"This ain’t no Beverly Hills," laughed Lucio "Little Puppet" Aguilar, a Chicano teenager with a shaved head, when I offered a credit card for my food. He was manning the register at Chichén Itzá, a Yucatecan restaurant in South Central Los Angeles’ Mercado la Paloma, and frankly, he should have cut me some slack: the Mercado, filled with bakeries and handicrafts, is no off-the-grid hole-in-the-wall. (VENGA A LA CLASE! urged a poster for a nearby yoga studio.) And the spread on the plastic tray in front of me hadn’t fallen off a taco truck: there was kibi, similar to the Lebanese bulgur-wheat pattie; pan de cazón, a casserole of minced shark meat, beans, and a mild, persimmon-colored tomato sauce stacked four corn tortilla–stories high; couscous pearls; and cochinita pibil, orange juice–marinated pork shoulder baked in banana leaf with a vivid red sauce made from annatto seeds, with a citrusy warmth that glows in your mouth. To Angelenos raised on Tito’s Tacos drive-thru and cheese-laden combination plates, the Middle Eastern–inflected food of the Yucatán is unrecognizable. But as Little Puppet said, "What we serve is Mexican food, too. America has all kinds of different food. Same thing as us."

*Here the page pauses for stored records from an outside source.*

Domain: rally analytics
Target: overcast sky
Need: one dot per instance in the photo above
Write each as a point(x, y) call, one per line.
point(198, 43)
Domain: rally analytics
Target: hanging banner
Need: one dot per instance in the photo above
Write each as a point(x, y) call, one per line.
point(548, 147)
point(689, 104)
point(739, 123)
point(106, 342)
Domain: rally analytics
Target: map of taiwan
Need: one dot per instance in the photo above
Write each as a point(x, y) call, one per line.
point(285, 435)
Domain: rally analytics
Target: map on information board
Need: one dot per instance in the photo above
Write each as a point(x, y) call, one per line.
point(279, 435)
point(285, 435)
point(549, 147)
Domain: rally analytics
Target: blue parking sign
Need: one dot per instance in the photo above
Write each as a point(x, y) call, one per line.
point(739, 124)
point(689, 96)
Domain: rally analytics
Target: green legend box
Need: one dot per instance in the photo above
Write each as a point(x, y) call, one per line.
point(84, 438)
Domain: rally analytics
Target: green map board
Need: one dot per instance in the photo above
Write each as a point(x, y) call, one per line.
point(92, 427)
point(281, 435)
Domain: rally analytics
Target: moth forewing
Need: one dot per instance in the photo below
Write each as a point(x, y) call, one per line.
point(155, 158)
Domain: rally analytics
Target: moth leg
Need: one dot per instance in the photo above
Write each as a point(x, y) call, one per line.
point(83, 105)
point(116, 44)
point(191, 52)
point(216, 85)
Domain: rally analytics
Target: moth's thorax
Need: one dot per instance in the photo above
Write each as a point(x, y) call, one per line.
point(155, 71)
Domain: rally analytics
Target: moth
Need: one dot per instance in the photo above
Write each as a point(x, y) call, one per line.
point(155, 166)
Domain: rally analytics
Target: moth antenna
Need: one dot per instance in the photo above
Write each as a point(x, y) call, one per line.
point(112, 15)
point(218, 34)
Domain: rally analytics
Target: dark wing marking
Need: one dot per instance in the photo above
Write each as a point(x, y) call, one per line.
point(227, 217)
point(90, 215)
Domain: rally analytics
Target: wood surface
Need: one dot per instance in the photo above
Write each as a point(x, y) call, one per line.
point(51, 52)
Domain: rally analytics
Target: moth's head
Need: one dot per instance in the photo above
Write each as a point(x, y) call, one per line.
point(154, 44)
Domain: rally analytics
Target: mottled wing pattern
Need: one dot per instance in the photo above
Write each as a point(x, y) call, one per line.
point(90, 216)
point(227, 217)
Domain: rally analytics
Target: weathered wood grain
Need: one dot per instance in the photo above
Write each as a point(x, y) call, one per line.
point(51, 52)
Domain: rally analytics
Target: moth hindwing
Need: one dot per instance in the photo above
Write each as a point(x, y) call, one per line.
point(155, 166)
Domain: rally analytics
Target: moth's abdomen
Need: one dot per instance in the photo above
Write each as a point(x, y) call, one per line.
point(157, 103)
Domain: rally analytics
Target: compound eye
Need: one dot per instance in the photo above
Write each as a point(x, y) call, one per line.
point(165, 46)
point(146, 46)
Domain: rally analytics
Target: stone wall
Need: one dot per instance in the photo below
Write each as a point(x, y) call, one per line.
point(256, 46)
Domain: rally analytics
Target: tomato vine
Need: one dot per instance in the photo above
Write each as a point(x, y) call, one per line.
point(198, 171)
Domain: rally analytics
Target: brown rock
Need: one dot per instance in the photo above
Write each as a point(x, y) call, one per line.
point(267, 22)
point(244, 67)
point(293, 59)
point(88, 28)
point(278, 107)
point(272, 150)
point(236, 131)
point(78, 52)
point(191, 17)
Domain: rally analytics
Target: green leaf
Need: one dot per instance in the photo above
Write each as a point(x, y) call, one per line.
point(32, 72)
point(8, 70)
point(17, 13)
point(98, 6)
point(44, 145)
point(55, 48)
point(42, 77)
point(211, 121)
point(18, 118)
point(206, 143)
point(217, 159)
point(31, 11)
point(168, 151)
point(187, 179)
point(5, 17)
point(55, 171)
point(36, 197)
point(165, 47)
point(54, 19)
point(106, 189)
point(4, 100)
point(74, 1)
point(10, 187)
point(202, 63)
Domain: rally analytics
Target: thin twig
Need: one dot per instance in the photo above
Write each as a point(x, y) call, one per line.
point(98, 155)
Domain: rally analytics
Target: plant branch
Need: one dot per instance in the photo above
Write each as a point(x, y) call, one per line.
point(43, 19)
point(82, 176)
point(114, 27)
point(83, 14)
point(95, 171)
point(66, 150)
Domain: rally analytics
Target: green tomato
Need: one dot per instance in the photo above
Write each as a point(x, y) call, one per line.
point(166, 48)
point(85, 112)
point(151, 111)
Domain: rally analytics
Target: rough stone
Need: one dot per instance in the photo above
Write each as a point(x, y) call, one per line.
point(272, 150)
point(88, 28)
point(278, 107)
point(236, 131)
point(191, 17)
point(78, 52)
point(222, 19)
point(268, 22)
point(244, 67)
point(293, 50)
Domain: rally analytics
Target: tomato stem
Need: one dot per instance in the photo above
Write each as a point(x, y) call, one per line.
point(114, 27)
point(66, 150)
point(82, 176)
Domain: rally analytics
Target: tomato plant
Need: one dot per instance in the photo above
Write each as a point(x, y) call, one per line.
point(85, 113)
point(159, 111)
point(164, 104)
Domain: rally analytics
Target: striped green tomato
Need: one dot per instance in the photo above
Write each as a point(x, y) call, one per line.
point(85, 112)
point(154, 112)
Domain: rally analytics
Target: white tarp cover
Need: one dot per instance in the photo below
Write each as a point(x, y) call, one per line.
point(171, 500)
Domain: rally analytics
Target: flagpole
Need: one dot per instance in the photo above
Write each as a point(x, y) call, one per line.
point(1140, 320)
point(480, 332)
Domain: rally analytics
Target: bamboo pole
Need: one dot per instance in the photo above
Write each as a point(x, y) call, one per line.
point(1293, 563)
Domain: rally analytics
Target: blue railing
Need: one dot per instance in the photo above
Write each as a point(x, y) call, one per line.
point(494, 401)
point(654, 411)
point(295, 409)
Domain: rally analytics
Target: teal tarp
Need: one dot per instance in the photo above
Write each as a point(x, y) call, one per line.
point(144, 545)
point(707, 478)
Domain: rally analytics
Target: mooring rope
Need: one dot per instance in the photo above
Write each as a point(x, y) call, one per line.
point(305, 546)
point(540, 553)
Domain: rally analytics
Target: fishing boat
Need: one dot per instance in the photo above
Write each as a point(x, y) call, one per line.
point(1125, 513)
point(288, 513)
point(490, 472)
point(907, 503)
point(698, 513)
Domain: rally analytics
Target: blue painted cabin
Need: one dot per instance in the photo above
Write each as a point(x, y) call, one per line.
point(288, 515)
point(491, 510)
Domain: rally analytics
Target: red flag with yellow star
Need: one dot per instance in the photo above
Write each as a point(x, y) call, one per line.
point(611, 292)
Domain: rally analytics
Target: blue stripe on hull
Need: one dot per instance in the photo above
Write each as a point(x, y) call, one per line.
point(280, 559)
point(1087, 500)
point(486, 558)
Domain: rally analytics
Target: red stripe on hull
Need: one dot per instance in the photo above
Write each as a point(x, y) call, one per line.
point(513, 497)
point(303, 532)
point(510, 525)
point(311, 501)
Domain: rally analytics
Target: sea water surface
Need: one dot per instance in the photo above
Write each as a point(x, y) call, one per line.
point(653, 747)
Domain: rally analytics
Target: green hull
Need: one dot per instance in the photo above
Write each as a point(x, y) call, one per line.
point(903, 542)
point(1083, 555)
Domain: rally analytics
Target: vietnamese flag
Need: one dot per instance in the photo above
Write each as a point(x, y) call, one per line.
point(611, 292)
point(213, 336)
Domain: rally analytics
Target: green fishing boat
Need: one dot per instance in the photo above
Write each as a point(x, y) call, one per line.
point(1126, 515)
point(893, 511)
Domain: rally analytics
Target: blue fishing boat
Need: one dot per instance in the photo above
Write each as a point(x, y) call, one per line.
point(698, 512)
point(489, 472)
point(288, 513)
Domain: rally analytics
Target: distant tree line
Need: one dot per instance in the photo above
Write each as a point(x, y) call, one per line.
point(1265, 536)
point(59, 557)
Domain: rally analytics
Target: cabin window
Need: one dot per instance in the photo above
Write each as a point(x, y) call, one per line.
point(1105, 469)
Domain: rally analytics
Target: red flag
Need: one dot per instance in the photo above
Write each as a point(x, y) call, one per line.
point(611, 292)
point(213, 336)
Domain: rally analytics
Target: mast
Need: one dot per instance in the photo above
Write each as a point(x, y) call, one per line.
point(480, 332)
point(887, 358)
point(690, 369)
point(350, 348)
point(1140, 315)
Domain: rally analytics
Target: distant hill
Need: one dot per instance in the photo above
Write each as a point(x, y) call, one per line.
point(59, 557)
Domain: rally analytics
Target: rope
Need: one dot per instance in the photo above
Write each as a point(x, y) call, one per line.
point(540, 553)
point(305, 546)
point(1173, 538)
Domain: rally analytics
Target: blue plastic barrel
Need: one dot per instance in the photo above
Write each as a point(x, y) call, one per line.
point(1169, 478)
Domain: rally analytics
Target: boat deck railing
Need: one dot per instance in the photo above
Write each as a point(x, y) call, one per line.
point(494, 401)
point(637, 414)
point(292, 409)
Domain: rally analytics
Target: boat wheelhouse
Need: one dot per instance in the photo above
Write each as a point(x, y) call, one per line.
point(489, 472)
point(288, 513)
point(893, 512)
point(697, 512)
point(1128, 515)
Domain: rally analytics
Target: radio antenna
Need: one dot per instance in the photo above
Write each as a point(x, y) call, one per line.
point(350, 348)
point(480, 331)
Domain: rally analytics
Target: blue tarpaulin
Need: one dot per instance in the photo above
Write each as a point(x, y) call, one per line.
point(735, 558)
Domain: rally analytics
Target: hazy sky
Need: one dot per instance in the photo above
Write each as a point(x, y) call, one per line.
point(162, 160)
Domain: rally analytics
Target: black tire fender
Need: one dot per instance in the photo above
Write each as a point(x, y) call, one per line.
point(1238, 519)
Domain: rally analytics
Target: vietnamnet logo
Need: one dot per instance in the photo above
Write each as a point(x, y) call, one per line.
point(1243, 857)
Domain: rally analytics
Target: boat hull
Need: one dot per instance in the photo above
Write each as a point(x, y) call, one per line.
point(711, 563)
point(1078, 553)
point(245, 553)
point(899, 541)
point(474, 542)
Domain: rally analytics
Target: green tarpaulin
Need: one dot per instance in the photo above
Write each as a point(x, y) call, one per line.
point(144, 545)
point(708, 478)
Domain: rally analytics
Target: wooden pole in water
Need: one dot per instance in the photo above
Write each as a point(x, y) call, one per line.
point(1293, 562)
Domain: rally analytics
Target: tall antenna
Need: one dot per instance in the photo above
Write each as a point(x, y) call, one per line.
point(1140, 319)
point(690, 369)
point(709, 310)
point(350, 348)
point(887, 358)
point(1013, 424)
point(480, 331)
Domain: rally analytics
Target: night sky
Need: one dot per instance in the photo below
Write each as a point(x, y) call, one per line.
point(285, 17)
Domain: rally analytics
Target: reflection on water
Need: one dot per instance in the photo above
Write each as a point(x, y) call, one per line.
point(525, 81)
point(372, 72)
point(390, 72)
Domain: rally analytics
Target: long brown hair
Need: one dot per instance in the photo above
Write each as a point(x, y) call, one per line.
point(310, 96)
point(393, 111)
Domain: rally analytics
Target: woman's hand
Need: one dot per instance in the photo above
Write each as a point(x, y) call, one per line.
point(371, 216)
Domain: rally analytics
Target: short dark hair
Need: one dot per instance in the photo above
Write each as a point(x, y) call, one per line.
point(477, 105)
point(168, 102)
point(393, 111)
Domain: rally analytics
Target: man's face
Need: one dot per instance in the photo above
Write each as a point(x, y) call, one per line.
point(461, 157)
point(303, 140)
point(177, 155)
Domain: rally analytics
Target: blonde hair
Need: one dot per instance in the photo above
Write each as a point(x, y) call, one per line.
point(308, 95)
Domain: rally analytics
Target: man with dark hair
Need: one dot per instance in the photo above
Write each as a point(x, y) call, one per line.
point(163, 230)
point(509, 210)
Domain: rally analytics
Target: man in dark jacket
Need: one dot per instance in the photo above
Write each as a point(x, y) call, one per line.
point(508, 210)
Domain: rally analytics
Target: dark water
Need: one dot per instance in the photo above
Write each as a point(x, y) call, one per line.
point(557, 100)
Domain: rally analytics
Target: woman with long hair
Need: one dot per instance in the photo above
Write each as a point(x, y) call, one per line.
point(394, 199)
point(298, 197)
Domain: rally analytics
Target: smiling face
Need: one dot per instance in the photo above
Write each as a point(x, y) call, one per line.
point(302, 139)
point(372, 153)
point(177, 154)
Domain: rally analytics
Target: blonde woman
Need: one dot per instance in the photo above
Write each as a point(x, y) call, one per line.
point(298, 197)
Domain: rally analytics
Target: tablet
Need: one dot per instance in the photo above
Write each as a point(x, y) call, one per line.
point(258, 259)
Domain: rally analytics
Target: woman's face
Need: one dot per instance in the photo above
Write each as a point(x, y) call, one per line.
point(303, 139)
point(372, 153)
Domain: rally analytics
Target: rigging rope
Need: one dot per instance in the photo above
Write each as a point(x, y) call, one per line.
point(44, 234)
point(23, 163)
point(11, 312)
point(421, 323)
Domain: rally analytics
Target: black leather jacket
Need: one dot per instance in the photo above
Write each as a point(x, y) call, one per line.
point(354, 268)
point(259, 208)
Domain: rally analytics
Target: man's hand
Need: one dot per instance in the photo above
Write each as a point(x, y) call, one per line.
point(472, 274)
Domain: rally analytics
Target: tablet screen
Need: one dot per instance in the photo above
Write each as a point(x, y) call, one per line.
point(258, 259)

I know where he’s coming from. I cut my teeth on bean burritos in West L.A., but I’ve also lived in the central Mexican state of Michoacán and maintained an infatuation with Mexican food since my first trip to a Distrito Federal (DF) diner when I was seven. I’ve torn into roast goat’s head (the cheek meat is the most delicate on earth), congealed- cow’s-blood tacos, homemade pozole (hominy and, sometimes, pig’s-ear soup), a rainbow of moles, and more iterations of pounded cornmeal than I can recount. With so many inventive, complex dishes having passed over my taste buds, I cannot understand why the food-world intelligentsia does not rank Mexican as one of the great cuisines of the world. And as Little Puppet says, it’s diverse. Mexico encompasses just under 761,000 square miles of mountains, beaches, deserts, and rain forests. It’s home to 103.3 million people, including many dozens of Indian groups, descendants of African slaves, and mixed-blood mestizos. Mexican kitchens serve everything from the lightest, olive-topped red snapper to the silkiest huitlacoche (corn fungus). Now, as more natives move north for good, the restaurant scene in L.A. is re-creating that regional specificity for immigrants who don’t know when their next trip home might be. Gringos like me are all too happy to pull up a chair and join them. "El Borrego de Oro used to be the only place I could find Hidalgo-style barbacoa," says Jonathan Gold, author of Counter Intelligence, an indispensable guide to the city’s ethnic restaurants. "Now I can name you twenty places that serve it."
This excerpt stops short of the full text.